There has been speculation as to whether Steelers third-string quarterback, Joshua Dobbs may be active this weekend to be used in a package similar to what we saw last weekend against the Browns. Dobbs rushed twice for 20 yards. James Conner also averaged four yards per rush last weekend. It is imperative that the Steelers find a way to successfully run the ball so Roethlisberger can throw the ball down field a bit more as he did in Week 16 in the second half against the Indianapolis Colts. A mix of Conner, Dobbs and some end-arounds to Chase Claypool and Diontae Johnson may be enough to get the run game established and open up the field.
Just as there are offensive trends in the last ten first round playoff games, the other side of the ball will have to do its job for the Steelers on Sunday as well. In those six first-round wins for the Steelers since ‘04, the defense has allowed just an average of 62.5 opponent rushing yards. In the four losses, that number nearly doubles to 121.
That leads us into the defensive responsibilities this weekend against the Browns. The Browns, who are appearing in their first playoff game in 18 years, were third in the NFL this season averaging 148.4 yards per game running the football. That rushing attack, of course, led by Nick Chubb and Kareem Hunt. Chubb did not play in the first meeting between these two teams back in October and Hunt only managed 40 yards. Last week the two combined for 145 yards and a touchdown.
It seems like forever since Vince Williams and Robert Spillane have taken the field together, but this should provide a more sturdy, run-stuffing game plan in order to limit the Browns’ rushing attack. Making Browns quarterback Baker Mayfield throw the ball often will only help the Steelers’ defense in Mayfield’s first playoff game.

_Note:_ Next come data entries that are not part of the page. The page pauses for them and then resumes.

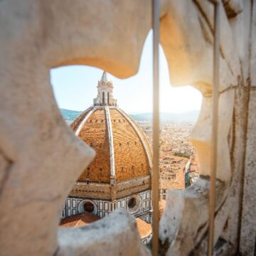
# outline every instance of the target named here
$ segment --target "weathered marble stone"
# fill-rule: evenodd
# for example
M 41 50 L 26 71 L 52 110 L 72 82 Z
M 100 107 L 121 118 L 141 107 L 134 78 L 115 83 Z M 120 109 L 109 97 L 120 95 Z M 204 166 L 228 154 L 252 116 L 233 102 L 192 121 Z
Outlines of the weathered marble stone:
M 225 241 L 220 243 L 223 246 L 218 251 L 225 247 L 226 255 L 246 255 L 254 253 L 252 246 L 250 250 L 248 247 L 255 237 L 252 188 L 256 160 L 252 89 L 256 85 L 256 4 L 245 0 L 223 3 L 218 162 L 218 184 L 222 186 L 216 188 L 215 241 Z M 117 240 L 107 241 L 100 236 L 102 245 L 90 236 L 95 228 L 100 234 L 106 230 L 106 219 L 91 229 L 60 231 L 58 250 L 63 203 L 94 152 L 63 120 L 49 70 L 82 64 L 121 78 L 136 74 L 151 28 L 151 4 L 149 0 L 77 0 L 72 4 L 68 0 L 0 1 L 1 255 L 76 255 L 87 250 L 97 255 L 104 248 L 115 255 L 120 252 L 115 245 L 122 246 L 122 254 L 148 254 L 132 219 L 125 214 L 117 217 L 114 228 L 107 230 Z M 204 96 L 193 139 L 205 176 L 209 175 L 210 160 L 213 15 L 210 1 L 161 1 L 161 43 L 171 82 L 176 86 L 192 85 Z M 169 193 L 160 228 L 161 240 L 169 242 L 162 245 L 161 252 L 205 254 L 206 242 L 202 236 L 208 225 L 208 183 L 206 180 L 199 183 L 183 192 Z M 193 191 L 197 186 L 200 190 Z M 188 221 L 191 215 L 200 218 L 199 213 L 201 219 Z M 107 226 L 116 214 L 109 217 Z M 168 220 L 174 216 L 170 226 Z M 124 228 L 124 223 L 129 227 Z M 81 235 L 85 243 L 69 239 L 71 235 Z M 134 251 L 128 241 L 132 242 Z
M 135 218 L 124 210 L 118 210 L 89 226 L 60 228 L 58 246 L 56 255 L 59 256 L 151 255 L 142 244 Z

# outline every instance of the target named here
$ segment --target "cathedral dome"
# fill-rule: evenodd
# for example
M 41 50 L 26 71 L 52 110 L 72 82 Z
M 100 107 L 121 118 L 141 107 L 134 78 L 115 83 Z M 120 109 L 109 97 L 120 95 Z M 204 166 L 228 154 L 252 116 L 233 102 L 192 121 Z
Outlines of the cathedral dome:
M 96 151 L 79 181 L 120 182 L 150 175 L 150 149 L 145 135 L 122 110 L 108 106 L 90 107 L 72 128 Z
M 134 120 L 117 107 L 117 100 L 112 97 L 112 82 L 104 72 L 98 81 L 98 95 L 93 106 L 71 124 L 75 134 L 96 151 L 94 160 L 78 178 L 73 196 L 82 196 L 85 183 L 101 184 L 91 186 L 91 190 L 87 188 L 86 195 L 90 191 L 92 197 L 101 192 L 110 194 L 111 188 L 107 184 L 117 186 L 114 192 L 120 192 L 117 198 L 125 196 L 125 190 L 129 188 L 136 191 L 137 188 L 138 191 L 142 186 L 144 189 L 151 187 L 149 144 Z M 118 184 L 122 186 L 118 187 Z

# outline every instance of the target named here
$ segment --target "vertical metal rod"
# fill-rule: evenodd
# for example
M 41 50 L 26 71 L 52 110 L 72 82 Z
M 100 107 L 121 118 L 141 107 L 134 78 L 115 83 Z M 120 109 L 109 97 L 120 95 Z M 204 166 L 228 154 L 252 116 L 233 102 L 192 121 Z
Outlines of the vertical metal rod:
M 153 256 L 159 251 L 159 0 L 152 0 L 153 21 Z
M 212 151 L 209 200 L 209 232 L 208 255 L 213 253 L 214 247 L 215 193 L 216 183 L 217 150 L 218 150 L 218 114 L 219 99 L 219 60 L 220 60 L 220 11 L 219 1 L 214 2 L 214 43 L 213 43 L 213 125 Z

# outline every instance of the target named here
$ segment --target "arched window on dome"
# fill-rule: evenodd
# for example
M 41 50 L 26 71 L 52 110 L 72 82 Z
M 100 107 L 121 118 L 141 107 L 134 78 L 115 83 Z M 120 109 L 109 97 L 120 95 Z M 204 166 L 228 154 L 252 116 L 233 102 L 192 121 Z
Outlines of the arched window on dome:
M 105 92 L 102 92 L 102 104 L 105 105 Z

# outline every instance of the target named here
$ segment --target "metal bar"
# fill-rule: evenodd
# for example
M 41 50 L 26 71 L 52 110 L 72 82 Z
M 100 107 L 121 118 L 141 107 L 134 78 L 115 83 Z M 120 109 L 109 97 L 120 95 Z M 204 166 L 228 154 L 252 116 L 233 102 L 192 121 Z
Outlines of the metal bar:
M 217 150 L 218 150 L 218 99 L 219 99 L 219 61 L 220 61 L 220 4 L 219 1 L 214 2 L 214 43 L 213 43 L 213 125 L 212 125 L 212 151 L 211 170 L 209 198 L 209 232 L 208 255 L 213 253 L 214 247 L 214 218 L 215 218 L 215 194 L 216 183 Z
M 152 0 L 153 21 L 153 256 L 158 255 L 159 223 L 159 0 Z

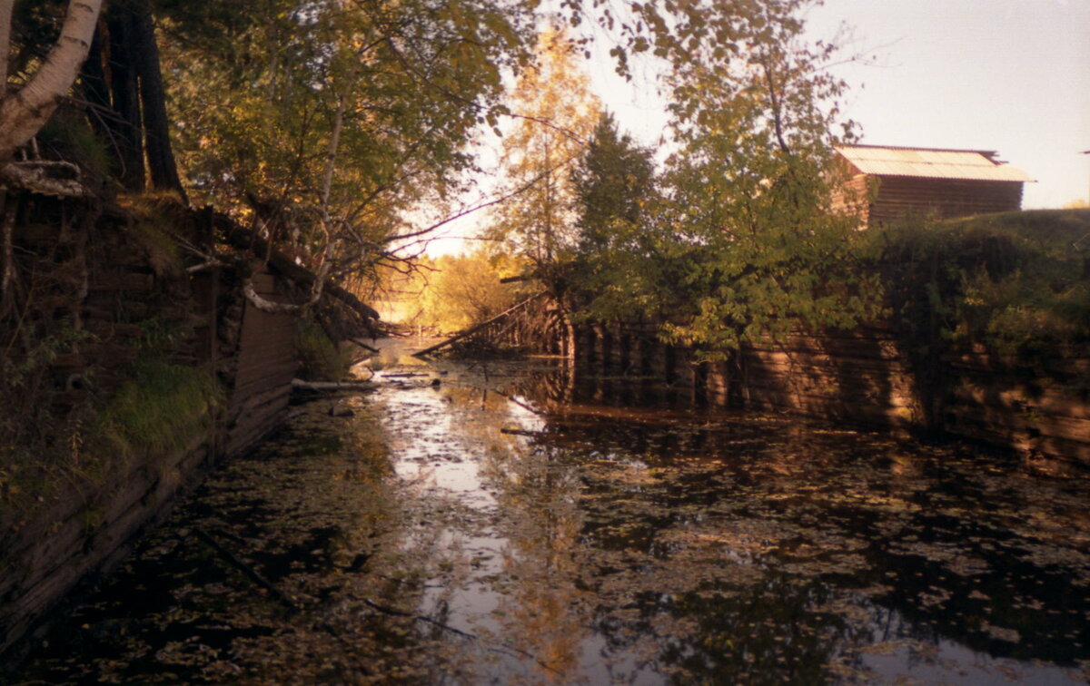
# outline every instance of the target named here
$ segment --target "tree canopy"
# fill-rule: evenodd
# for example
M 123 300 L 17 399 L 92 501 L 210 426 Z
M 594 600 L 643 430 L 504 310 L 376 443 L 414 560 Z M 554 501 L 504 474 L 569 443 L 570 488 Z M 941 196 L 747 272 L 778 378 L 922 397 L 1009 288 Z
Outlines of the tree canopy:
M 22 22 L 0 21 L 17 48 L 0 106 L 47 76 L 56 105 L 75 79 L 123 187 L 233 213 L 318 285 L 370 279 L 458 215 L 491 128 L 509 196 L 496 235 L 553 285 L 593 293 L 588 316 L 651 317 L 714 355 L 874 310 L 874 284 L 846 268 L 851 222 L 828 211 L 832 146 L 852 128 L 826 70 L 835 46 L 803 34 L 809 0 L 568 0 L 540 36 L 525 0 L 118 0 L 89 41 L 73 17 L 89 8 L 94 23 L 97 5 L 70 2 L 59 22 L 59 1 L 15 4 L 0 2 Z M 73 27 L 74 52 L 60 38 Z M 578 68 L 595 33 L 621 74 L 662 65 L 661 170 L 600 117 Z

This all seems easy. I expect the defense to come to play and stuff the run. The offense running the ball… well Steelers fans shouldn’t hold their breaths as it hasn’t been a focal point for the latter half of the season. Hopefully head coach Mike Tomlin and offensive coordinator Randy Fichtner have a plan to establish the run game early and catch the Browns off guard. History says that will lead to a Steelers win and divisional playoff game berth.